Essa decadência, no entanto, não será vivida sem que o imperialismo reaja. Dito isso, é um equívoco a afirmação no segundo parágrafo, que sustenta que o acesso à bomba atômica pela Rússia torna inviável a “possibilidade de nova guerra mundial”. A realidade mostra exatamente o oposto. O imperialismo prepara uma nova guerra.
Alguns analistas sustentam que o mundo já se encontra na Terceira Guerra Mundial. Temos o conflito na Ucrânia, no Oriente Médio, na África, na Ásia com tensões regionais e o cerco à China. Tem-se ainda o aumento dos gastos em armas e a censura se espalhando rapidamente pelo globo.

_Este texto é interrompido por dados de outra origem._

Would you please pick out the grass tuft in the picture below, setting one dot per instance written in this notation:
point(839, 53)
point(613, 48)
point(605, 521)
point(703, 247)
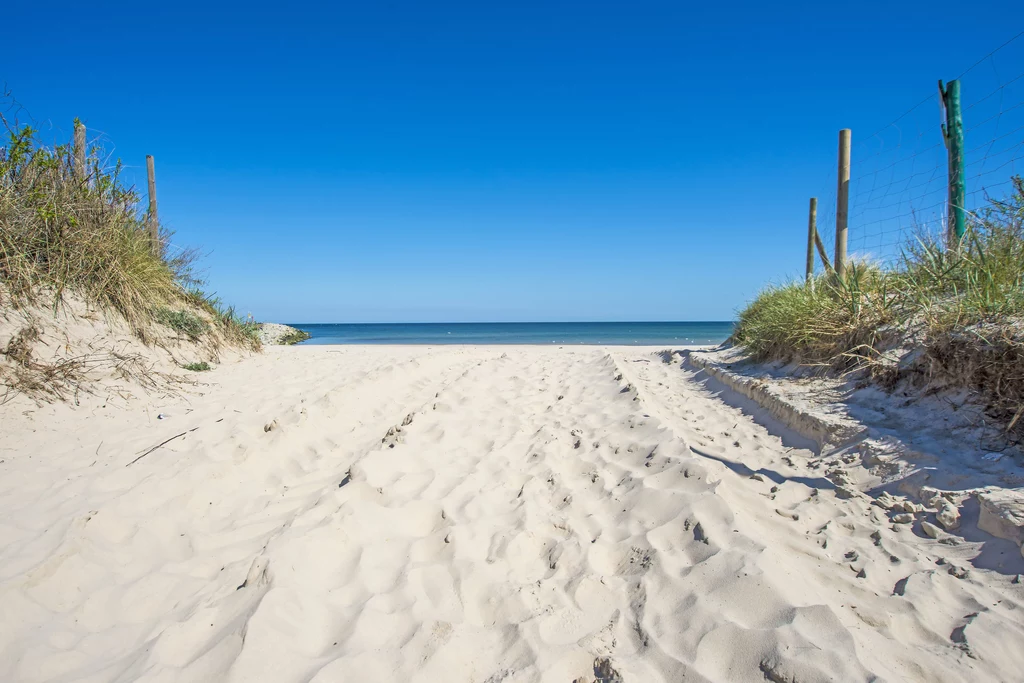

Emir Sader conclui que o “o imperialismo do século XXI já não se apoia na hegemonia norte-americana no mundo”, porém, o que se tem nos EUA é o conflito entre setores do grande capital com o capital financeiro. Embora Trump, que representa o setor prejudicado da burguesia, não dê o apoio que o imperialismo necessita, não significa que o imperialismo tenha desistido de retomar seu controle sobre os EUA. E se pode esperar para o próximo período muita turbulência a despeito da crise terminal do imperialismo.